他のまれにみられる転座のサブタイプで、Alpha-転写因子EBTFEB)遺伝子融合を伴うt(6;11)(p21;q12)は、TFEBの過剰発現を引き起こす。TFE3およびTFEBを巻き込んだ転座は、これらの蛋白の過剰発現を引き起こすため、免疫組織化学検査で同定可能である。 [27]

Xp11転座型RCCを発症する危険因子として、過去の化学療法への曝露のみが知られている。ある研究では、化学療法後から発症までの期間は、4~13年の範囲に及んでいた。報告されている患者では、すべてDNAトポイソメラーゼII阻害薬および/またはアルキル化剤が投与された。 [28] [29]

小児および若年成人における転座型RCCの生物学的挙動に関しては見解が分かれている。TFE-RCCよりも進行した病期(III期/IV期)で発見されたにもかかわらず、手術単独でRCCを治療した場合は予後良好であることを示唆しているシリーズが数件ある一方で、このような患者では転帰が劣っていることを報告しているメタアナリシスも1件ある。 [30] [31] [32] これらの患者の転帰については、現在実施中のCOG AREN03B2(NCT00898365) Biology and Classification Studyで検討されている。Xp11転座を有する転移性RCCでは、血管内皮増殖因子受容体標的療法および哺乳類ラパマイシン標的蛋白(mTOR)阻害薬に活性があるとみられている。 [33] 転座を伴ったRCCの初回切除から20~30年後でも、再発が報告されている。 [20]

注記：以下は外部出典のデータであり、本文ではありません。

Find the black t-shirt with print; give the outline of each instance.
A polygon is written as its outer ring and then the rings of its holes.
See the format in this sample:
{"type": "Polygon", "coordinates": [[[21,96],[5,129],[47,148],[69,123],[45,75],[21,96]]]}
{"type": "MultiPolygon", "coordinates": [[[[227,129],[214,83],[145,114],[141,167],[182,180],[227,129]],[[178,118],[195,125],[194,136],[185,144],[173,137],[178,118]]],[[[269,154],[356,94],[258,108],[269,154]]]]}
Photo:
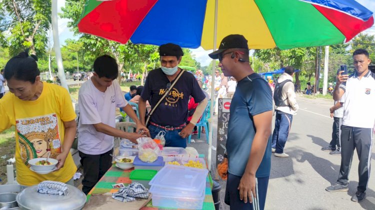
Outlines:
{"type": "MultiPolygon", "coordinates": [[[[153,108],[165,93],[169,82],[161,68],[152,70],[147,76],[140,97],[144,100],[148,100],[153,108]]],[[[206,98],[194,75],[184,71],[168,95],[156,108],[150,121],[164,126],[176,127],[183,124],[188,119],[188,104],[190,96],[194,98],[196,103],[206,98]]]]}

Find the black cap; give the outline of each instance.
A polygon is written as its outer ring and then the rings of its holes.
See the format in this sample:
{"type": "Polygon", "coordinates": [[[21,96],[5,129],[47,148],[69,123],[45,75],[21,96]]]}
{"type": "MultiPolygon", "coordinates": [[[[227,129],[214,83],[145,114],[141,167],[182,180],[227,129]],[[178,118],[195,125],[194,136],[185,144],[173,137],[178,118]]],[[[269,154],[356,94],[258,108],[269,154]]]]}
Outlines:
{"type": "Polygon", "coordinates": [[[168,43],[160,45],[159,47],[160,56],[180,56],[184,55],[181,47],[177,44],[168,43]]]}
{"type": "Polygon", "coordinates": [[[208,56],[212,59],[218,59],[218,55],[223,51],[234,48],[240,48],[248,49],[248,40],[245,37],[240,34],[228,35],[222,40],[219,46],[219,49],[214,52],[208,54],[208,56]]]}

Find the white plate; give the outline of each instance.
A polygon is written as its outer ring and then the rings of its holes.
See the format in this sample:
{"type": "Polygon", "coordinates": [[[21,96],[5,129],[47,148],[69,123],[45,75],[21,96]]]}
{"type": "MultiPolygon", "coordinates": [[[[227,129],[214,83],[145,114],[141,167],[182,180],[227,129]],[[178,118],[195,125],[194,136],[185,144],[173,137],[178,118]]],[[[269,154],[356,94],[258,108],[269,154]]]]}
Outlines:
{"type": "Polygon", "coordinates": [[[126,169],[130,169],[134,167],[134,166],[131,166],[130,167],[120,167],[117,164],[116,164],[116,167],[117,168],[118,168],[119,169],[122,169],[123,170],[126,170],[126,169]]]}
{"type": "Polygon", "coordinates": [[[40,171],[35,171],[34,170],[32,169],[32,167],[30,167],[30,170],[31,171],[33,171],[33,172],[37,173],[37,174],[50,174],[51,172],[52,172],[53,171],[54,171],[54,170],[56,170],[56,168],[57,168],[57,167],[56,167],[55,166],[54,168],[54,169],[52,169],[52,170],[40,171]]]}

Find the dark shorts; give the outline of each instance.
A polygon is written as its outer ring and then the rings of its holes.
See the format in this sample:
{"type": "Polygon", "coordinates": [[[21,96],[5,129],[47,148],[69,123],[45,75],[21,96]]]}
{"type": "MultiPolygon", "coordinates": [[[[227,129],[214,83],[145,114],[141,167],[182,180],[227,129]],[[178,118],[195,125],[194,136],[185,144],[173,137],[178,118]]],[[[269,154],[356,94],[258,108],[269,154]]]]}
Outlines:
{"type": "Polygon", "coordinates": [[[224,199],[226,204],[230,206],[231,210],[264,210],[269,179],[270,177],[256,178],[256,198],[253,201],[252,203],[249,203],[248,200],[248,203],[245,204],[243,201],[240,200],[240,191],[237,189],[241,177],[228,174],[224,199]]]}

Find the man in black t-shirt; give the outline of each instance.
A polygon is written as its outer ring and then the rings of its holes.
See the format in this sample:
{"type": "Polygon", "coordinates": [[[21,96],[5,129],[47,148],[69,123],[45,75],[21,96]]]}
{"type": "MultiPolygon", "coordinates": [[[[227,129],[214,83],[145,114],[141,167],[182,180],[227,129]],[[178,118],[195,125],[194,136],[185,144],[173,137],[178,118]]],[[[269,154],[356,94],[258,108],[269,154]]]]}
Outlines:
{"type": "Polygon", "coordinates": [[[147,77],[138,103],[140,118],[145,125],[146,101],[152,110],[166,93],[167,96],[156,107],[148,125],[150,134],[154,138],[160,131],[166,132],[164,136],[166,147],[186,147],[186,138],[192,132],[195,124],[208,103],[194,75],[183,71],[178,67],[184,55],[181,47],[168,43],[159,47],[161,68],[151,71],[147,77]],[[182,74],[172,87],[178,76],[182,74]],[[190,123],[188,119],[189,97],[194,98],[199,105],[190,123]]]}

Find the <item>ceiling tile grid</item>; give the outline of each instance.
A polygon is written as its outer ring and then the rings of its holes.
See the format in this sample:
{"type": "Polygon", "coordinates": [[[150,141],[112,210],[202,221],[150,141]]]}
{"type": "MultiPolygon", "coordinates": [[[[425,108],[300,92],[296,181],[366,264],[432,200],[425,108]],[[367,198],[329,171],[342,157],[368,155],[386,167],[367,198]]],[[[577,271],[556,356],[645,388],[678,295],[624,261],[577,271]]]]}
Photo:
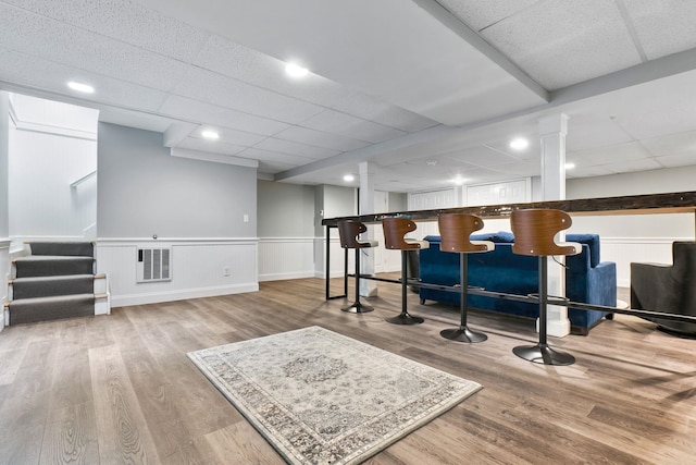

Xp11転座を伴うRCCの診断では、TFE3免疫組織化学単独で報告されている症例で転座が認められていないことから、これを用いるよりも分子遺伝学アプローチによる確認が必要である。TFE3が陽性で、TFE3転座を認めず、代わりにALK転座を示すまれなRCC症例のサブセットがある。この症例のサブセットは、RCC内で新たに認識されたサブグループで、未分類の小児RCCの15~20%が含まれると推定されている。6~16歳の小児で報告されている8症例で、以下が観察された: [34] [35] [36] [37]


  • t(2;10)(p23;q22)転座で、ALKVCLvinculin)と融合していた(n = 3)。VCL転座の症例はすべて鎌状赤血球形成傾向の小児にみられた一方で、TMP3転座の症例はみられなかった。

  • ALKTPM3tropomyosin 3)に融合していた(n = 3)。

  • ALKが1p32でHOOK-1に融合していた(n = 1)。

  • ALKTMP3が融合したt(1;2)転座(n = 1)。

RCCの組織型

小児のRCCは成人のRCCと組織学的に異なる。主に乳頭状および明細胞型の2つの形態学的サブグループが同定されているが、RCCの約25%はこれらのカテゴリーのどちらにも適合しない異質な特徴を示す。 [3] 小児RCCは乳頭状型のサブタイプがより高頻度にみられ(小児RCCの20~50%)、ときにウィルムス腫瘍、後腎腺腫、および後腎腺線維腫(metanephric adenofibroma)の状況で発生することがある。 [38]

小児および若年患者におけるRCCでは、より高齢の成人とは遺伝的および形態学的範囲が異なる。 [3] [29] [38] [39]

RCCの予後および予後因子

RCCの予後因子には以下のものがある:


  • 病期。

  • リンパ節転移。

RCCの主要な予後因子は病期である。RCCの小児41人のシリーズにおける年齢中央値は10歳であり、Robson分類方式を使用して分類すると、限局病期I期およびII期の小児が46%、III期の小児が29%、IV期の小児が22%であった。転移部位は、肺、肝、およびリンパ節であった。イベントフリー生存(EFS)率および全生存(OS)率は、治療後20年でそれぞれ約55%であった。I期およびII期疾患の患者の治療後20年経過時のOS率は89%であったが、III期およびIV期疾患の患者のOS率は23%であった。 [40]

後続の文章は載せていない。